[5]
Стравинский никогда не принадлежал к числу композиторов, чьи сочинения сразу же вызывают трогательное единодушие мнений. Образный и стилевой конформизм чужд этому композитору, далеко продвинувшему приоритет русской музыки на арене мирового, повсеместного признания. Стравинский создавал целые направления, не замыкаясь в их рамках. Он рождал последователей, а сам не оставался в их рядах, неуклонно идя вперед. Каждое новое крупное сочинение русского мастера — неожиданность, образно-стилевое открытие, вызывающее споры, а часто и критику со стороны поклонников «вчерашнего» Стравинского. Критику не только справа, но и слева, а по существу — снизу и сзади... Непонятое сегодня оказывалось всеобщей модой завтра, а сам властитель дум уже уходил от этой моды к новым находкам. Развитие по линии наибольшего сопротивления вызывало резкие повороты даже внутри каждого из общепризнанных ныне трех периодов его творчества. Многие поклонники «Петрушки» были озадачены «Весной священной», Дягилев шокирован
[6]
традиционностью «Поцелуя феи», a «Canticum sacrum» первоначально встречено критикой с таким же недоумением, как двадцатипятилетием ранее «Симфония псалмов». Но как раз две последние партитуры — одно из наглядных свидетельств образно-стилевого единства всего творчества Стравинского. Мы привыкли к тому, что в страстях и других духовных сочинениях Баха, в реквиемах Моцарта, Верди, Бриттена, в Литургической симфонии Онеггера, во Всенощной и Литургии Рахманинова, в кантате Танеева «По прочтении псалма», во всей добаховской духовной музыке воплощено гуманистическое содержание, раскрыт богатый и разнообразный мир человеческих чувств. Почему же следует отказывать во всём этом духовным сочинениям Стравинского? Псалмы трактуются композитором как высокая духовная поэзия и сокровенная лирика, всем хорошо известная (кто не знает псалмы Давида и «Песнь песней»!), полная обобщений трагических и жизнеутверждающих. А забота о певческом единстве слова и музыки, удобных для распева слогах и гласных — не естественная ли это профессиональная забота композитора, возрождающего в современной зарубежной музыке культуру мелоса в широком смысле этого слова!

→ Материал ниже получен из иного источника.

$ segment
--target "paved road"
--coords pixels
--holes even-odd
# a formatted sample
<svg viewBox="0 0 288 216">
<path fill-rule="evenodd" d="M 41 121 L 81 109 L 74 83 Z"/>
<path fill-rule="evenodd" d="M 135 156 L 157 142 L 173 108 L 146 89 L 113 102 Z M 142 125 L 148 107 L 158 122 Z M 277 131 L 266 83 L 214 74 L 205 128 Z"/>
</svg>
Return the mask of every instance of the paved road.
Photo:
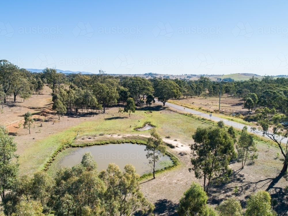
<svg viewBox="0 0 288 216">
<path fill-rule="evenodd" d="M 162 105 L 163 105 L 163 103 L 162 102 L 158 101 L 158 100 L 156 98 L 155 98 L 155 101 L 156 103 L 161 104 Z M 213 116 L 213 113 L 212 113 L 212 116 L 210 117 L 209 115 L 209 114 L 199 112 L 199 111 L 197 111 L 197 110 L 195 110 L 194 109 L 190 109 L 189 108 L 187 108 L 187 107 L 185 107 L 185 109 L 184 109 L 184 107 L 183 107 L 181 106 L 179 106 L 179 105 L 177 105 L 176 104 L 174 104 L 173 103 L 168 103 L 168 102 L 166 102 L 166 103 L 165 103 L 165 105 L 167 106 L 168 107 L 170 107 L 174 108 L 175 109 L 178 109 L 179 110 L 181 110 L 181 111 L 184 111 L 195 115 L 198 115 L 199 116 L 199 117 L 201 117 L 201 118 L 206 118 L 208 119 L 211 119 L 211 120 L 213 120 L 213 121 L 215 121 L 216 122 L 219 122 L 219 121 L 223 121 L 224 122 L 224 124 L 227 125 L 229 125 L 229 126 L 232 126 L 234 128 L 238 128 L 241 130 L 242 130 L 243 127 L 245 126 L 245 125 L 244 124 L 241 124 L 240 123 L 237 123 L 237 122 L 234 122 L 232 121 L 228 120 L 227 119 L 225 119 L 219 117 Z M 211 118 L 211 119 L 210 118 Z M 250 126 L 248 126 L 248 125 L 246 125 L 246 126 L 247 126 L 248 128 L 248 130 L 247 130 L 248 131 L 251 131 L 251 128 L 252 127 Z M 261 133 L 259 133 L 258 134 L 260 136 L 262 136 L 262 134 Z M 269 139 L 270 139 L 268 136 L 265 135 L 265 137 Z M 282 142 L 283 143 L 285 143 L 287 142 L 287 139 L 285 139 L 283 140 L 282 141 Z"/>
<path fill-rule="evenodd" d="M 161 104 L 162 105 L 163 104 L 163 103 L 162 102 L 160 102 L 160 101 L 158 101 L 158 100 L 156 98 L 155 98 L 155 101 L 157 103 Z M 168 107 L 172 107 L 175 109 L 178 109 L 179 110 L 185 111 L 185 112 L 186 112 L 189 113 L 191 113 L 195 115 L 197 115 L 199 116 L 199 117 L 204 117 L 204 118 L 208 119 L 211 119 L 211 120 L 213 120 L 213 121 L 215 121 L 216 122 L 219 122 L 219 121 L 223 121 L 224 122 L 224 124 L 225 124 L 229 126 L 232 126 L 234 128 L 238 128 L 241 130 L 244 126 L 245 126 L 245 125 L 243 124 L 241 124 L 240 123 L 237 123 L 237 122 L 234 122 L 232 121 L 230 121 L 229 120 L 228 120 L 227 119 L 222 118 L 220 118 L 219 117 L 214 116 L 213 115 L 213 113 L 212 113 L 212 116 L 210 117 L 209 115 L 209 113 L 207 114 L 207 113 L 204 113 L 201 112 L 199 112 L 198 111 L 197 111 L 197 110 L 192 109 L 190 109 L 189 108 L 187 108 L 187 107 L 184 107 L 181 106 L 177 105 L 176 104 L 174 104 L 173 103 L 168 103 L 168 102 L 166 102 L 165 103 L 165 105 L 167 106 Z M 247 126 L 247 127 L 248 127 L 248 131 L 250 131 L 251 127 L 248 126 Z"/>
</svg>

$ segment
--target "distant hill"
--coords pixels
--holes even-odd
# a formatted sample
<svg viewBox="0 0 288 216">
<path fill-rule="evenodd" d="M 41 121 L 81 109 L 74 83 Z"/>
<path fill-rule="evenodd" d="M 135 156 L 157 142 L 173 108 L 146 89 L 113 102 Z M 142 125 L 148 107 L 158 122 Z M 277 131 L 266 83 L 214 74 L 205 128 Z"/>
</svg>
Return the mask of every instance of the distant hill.
<svg viewBox="0 0 288 216">
<path fill-rule="evenodd" d="M 42 72 L 43 70 L 41 69 L 33 69 L 31 68 L 26 68 L 26 69 L 28 71 L 30 71 L 33 73 L 40 73 Z M 62 73 L 81 73 L 82 74 L 92 74 L 92 73 L 90 72 L 86 72 L 84 71 L 62 71 L 62 70 L 57 69 L 57 72 L 58 73 L 61 72 Z"/>
<path fill-rule="evenodd" d="M 208 75 L 205 76 L 209 77 L 213 81 L 217 81 L 217 78 L 221 78 L 222 79 L 231 78 L 234 79 L 235 81 L 241 81 L 242 80 L 248 80 L 249 79 L 252 78 L 254 76 L 258 79 L 261 79 L 262 77 L 262 76 L 255 74 L 254 73 L 232 73 L 231 74 L 226 74 L 225 75 Z"/>
</svg>

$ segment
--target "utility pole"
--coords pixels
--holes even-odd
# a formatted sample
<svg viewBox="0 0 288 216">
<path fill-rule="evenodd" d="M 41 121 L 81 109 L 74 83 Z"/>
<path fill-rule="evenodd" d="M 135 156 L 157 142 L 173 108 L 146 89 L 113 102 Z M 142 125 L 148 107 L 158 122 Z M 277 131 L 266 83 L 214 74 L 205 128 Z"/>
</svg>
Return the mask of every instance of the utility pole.
<svg viewBox="0 0 288 216">
<path fill-rule="evenodd" d="M 221 100 L 221 82 L 220 82 L 220 92 L 219 93 L 219 110 L 220 111 L 220 101 Z"/>
</svg>

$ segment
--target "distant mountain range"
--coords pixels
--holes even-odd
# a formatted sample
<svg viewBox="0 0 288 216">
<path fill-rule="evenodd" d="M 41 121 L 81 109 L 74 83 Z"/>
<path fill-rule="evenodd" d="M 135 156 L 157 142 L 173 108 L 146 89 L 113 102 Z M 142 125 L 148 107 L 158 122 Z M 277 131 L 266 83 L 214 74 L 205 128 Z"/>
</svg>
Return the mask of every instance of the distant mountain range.
<svg viewBox="0 0 288 216">
<path fill-rule="evenodd" d="M 42 72 L 43 70 L 41 69 L 33 69 L 31 68 L 26 68 L 26 69 L 28 71 L 31 71 L 33 73 L 40 73 Z M 82 74 L 92 74 L 92 73 L 90 72 L 86 72 L 85 71 L 62 71 L 62 70 L 57 69 L 57 72 L 58 73 L 61 72 L 62 73 L 81 73 Z"/>
</svg>

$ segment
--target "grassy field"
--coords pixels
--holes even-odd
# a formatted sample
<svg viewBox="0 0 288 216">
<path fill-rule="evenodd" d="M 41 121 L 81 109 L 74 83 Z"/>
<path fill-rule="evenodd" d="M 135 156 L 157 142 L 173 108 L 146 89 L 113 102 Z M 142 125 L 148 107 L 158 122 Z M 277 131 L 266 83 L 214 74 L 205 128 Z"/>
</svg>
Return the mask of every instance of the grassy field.
<svg viewBox="0 0 288 216">
<path fill-rule="evenodd" d="M 100 133 L 148 135 L 149 131 L 140 132 L 133 128 L 141 126 L 144 122 L 149 121 L 156 126 L 162 137 L 169 135 L 172 140 L 177 139 L 189 143 L 197 127 L 208 126 L 210 122 L 198 121 L 189 116 L 160 109 L 160 107 L 157 107 L 151 113 L 147 114 L 144 109 L 138 110 L 131 114 L 130 118 L 124 114 L 120 118 L 115 116 L 117 109 L 112 109 L 109 111 L 109 114 L 98 115 L 93 120 L 86 120 L 63 131 L 50 135 L 35 142 L 20 154 L 20 173 L 31 174 L 43 169 L 55 151 L 73 144 L 77 132 L 80 136 Z"/>
<path fill-rule="evenodd" d="M 254 77 L 258 79 L 261 79 L 262 77 L 261 76 L 253 73 L 232 73 L 231 74 L 226 74 L 225 75 L 208 75 L 207 76 L 211 79 L 213 81 L 216 81 L 217 78 L 221 78 L 223 79 L 225 78 L 231 78 L 235 81 L 244 81 L 248 80 L 249 79 L 252 78 L 254 76 Z"/>
<path fill-rule="evenodd" d="M 212 99 L 216 99 L 217 100 L 219 100 L 219 98 L 214 98 Z M 191 101 L 192 100 L 191 100 L 191 98 L 188 99 Z M 209 99 L 211 98 L 208 98 L 207 99 L 207 100 L 208 100 Z M 196 99 L 197 99 L 197 98 L 196 98 Z M 194 100 L 196 101 L 196 100 Z M 198 104 L 194 104 L 193 105 L 191 104 L 191 103 L 189 103 L 190 101 L 187 102 L 185 100 L 168 100 L 168 102 L 174 104 L 176 104 L 176 105 L 181 106 L 183 107 L 186 107 L 187 108 L 192 109 L 194 109 L 196 110 L 197 110 L 197 111 L 199 111 L 200 112 L 202 112 L 203 113 L 206 112 L 208 113 L 210 113 L 211 112 L 213 112 L 213 109 L 208 109 L 205 108 L 205 107 L 203 107 L 203 105 L 199 105 Z M 219 104 L 218 103 L 218 104 Z M 201 107 L 201 108 L 199 109 L 199 107 Z M 222 107 L 222 109 L 223 108 Z M 233 121 L 235 122 L 237 122 L 241 124 L 245 124 L 247 125 L 255 125 L 252 122 L 246 122 L 243 120 L 243 119 L 241 118 L 237 118 L 236 117 L 234 117 L 233 118 L 233 116 L 232 116 L 232 112 L 231 113 L 231 115 L 228 115 L 228 112 L 226 112 L 227 113 L 227 115 L 224 115 L 224 114 L 215 113 L 213 113 L 213 115 L 217 117 L 219 117 L 223 118 L 225 119 L 230 120 L 230 121 Z"/>
</svg>

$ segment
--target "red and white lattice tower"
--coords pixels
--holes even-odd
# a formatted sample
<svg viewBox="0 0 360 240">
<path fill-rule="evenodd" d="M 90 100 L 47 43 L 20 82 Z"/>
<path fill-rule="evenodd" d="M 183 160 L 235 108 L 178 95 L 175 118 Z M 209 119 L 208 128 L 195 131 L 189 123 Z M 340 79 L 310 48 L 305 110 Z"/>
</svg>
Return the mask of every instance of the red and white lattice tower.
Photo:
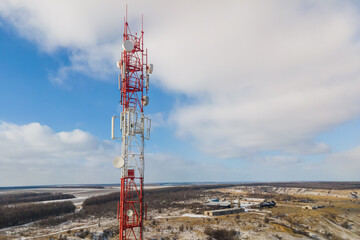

А вот иной пример. В то самое время, когда традиционная опера с ее подчеркнутой условностью концертных арий и ансамблей, казалось бы, окончательно устарела и стала чуть ли не дурным тоном, в это самое время Стравинский в «Похождениях повесы» блестяще возродил этот жанр в его чистом и бескомпромиссном виде. Почему же эта замечательная dramma giocoso на классический сюжет, восстанавливающая в оперном театре примат чисто музыкального, мелодического развития, до сих пор не поставлена в Петербурге? Это упущение, которое несомненно будет исправлено.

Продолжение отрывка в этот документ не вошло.